Германия жаловалась, что мы в упор не видели усердия пруссаков в те решительные дни. А ведь надо было. Даже в те времена англичане относились к ним не с участием, а как к огромному позору. Веллингтон, самый мрачный и самый недружелюбный из тори, не питавший симпатий ни к французам, ни к кому-либо еще из рода человеческого, выбрал для прусской армии слова совершенного отвращения. Пиль[78], самый чопорный и снобистский тори, который когда-либо благодарил «наших отважных союзников» в холодной официальной речи, не стал сдерживать себя, когда говорил о людях Блюхера.

Наши средние классы часто украшали прихожие репродукцией картины «Встреча Веллингтона и Блюхера»[79]. С тем же успехом можно было повесить картину с рукопожатием Пилата и Ирода. Но после этой встречи над пеплом Угомона[80] они отправились топтать угольки демократии, то есть заниматься тем, чем пруссаки занимались всегда. Мы знаем, о чем думал ироничный аристократ родом из ожесточенной Ирландии[81], и нам не важно, о чем думал Блюхер, когда его солдаты вошли в Париж и украли меч Жанны д’ Арк.

IV. Пришествие янычар

Покойный лорд Солсбери[82], печальный человек с хорошим чувством юмора, сделал множество официальных и серьезных заявлений, которые затем были опровергнуты или уличены во лжи, а также много частных и вольных замечаний, куда более значимых, а то и бессмертных. Он поразил жесткую и ложную идеологию «социальных преобразований», когда говорил о том, что пабы спаивают людей. По его словам, в Хатфилде есть много спальных мест, но они не делают его сонным местом.

За такие образы ему можно простить речи, сказанные им о «живых и умирающих нациях», хотя если нации живут, то почему бы им и не умирать. С тем же настроем он включил ирландскую нацию в «кельтскую бахрому» на западе Англии. Необходимо заметить, что в таком случае бахрома существенно больше того, к чему она пристрочена. Но злая ирония времени отомстила ему за поругание ирландцев тем, что случилось с другой бахромой британского одеяния на Северном море, которую он с пренебрежением оторвал. Имя ей было Гельголанд, и он отдал ее немцам.

Последующая история двух островов по обе стороны от Англии еще более иронична. Если бы лорд Солсбери сумел предвидеть, что случится с Гельголандом, как и то, что случится с Ирландией, вряд ли бы он сумел заснуть хоть в одной спальне в Хатфилде, как и в сотне подобных спален. На восточном острове он усилил крепость, которая в один из дней должна была уничтожить нас. На западном острове он ослабил крепость, которая в один из дней должна была спасти нас.

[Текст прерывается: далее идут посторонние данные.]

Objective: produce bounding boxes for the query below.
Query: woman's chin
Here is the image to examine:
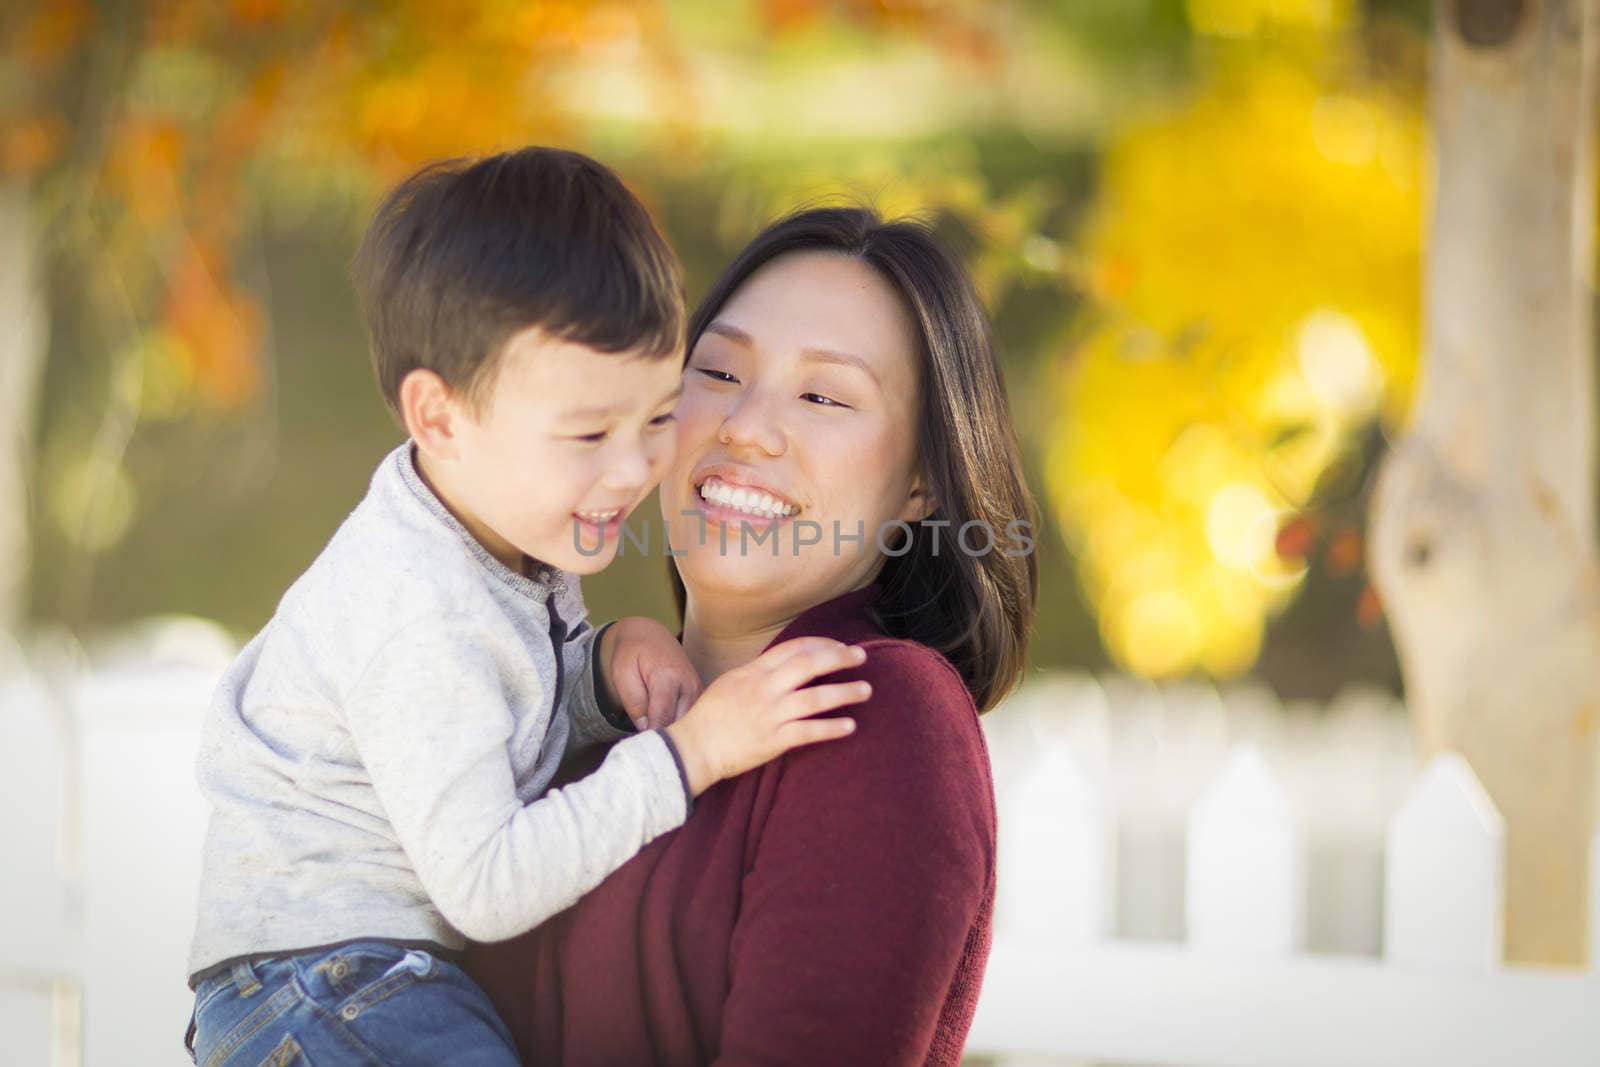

В этот самый день его надежный союзник, Вильгельм Гогенцоллерн, атаковал из бухты Гельголанда наши корабли. И в тот же день его старый и заклятый враг Джон Редмонд[83] должен был восстать против английского владычества и во громах и молниях получить благодарность за бесплатный ирландский меч. То, что Солсбери считал бесполезным, стало нашей огромной потерей; то, что он считал ничтожным, стало нашей опорой.

Среди тех представителей политического класса, кто принял и приветствовал союз с лидером ирландцев, были те, кто знал правду о прошлом отношений между Англией и Ирландией; были и те, кто почувствовал, что час пробил. Всем было очевидно, что Англия уже не может быть владычицей; многие понимали, что сейчас куда более разумно просить, а не повелевать.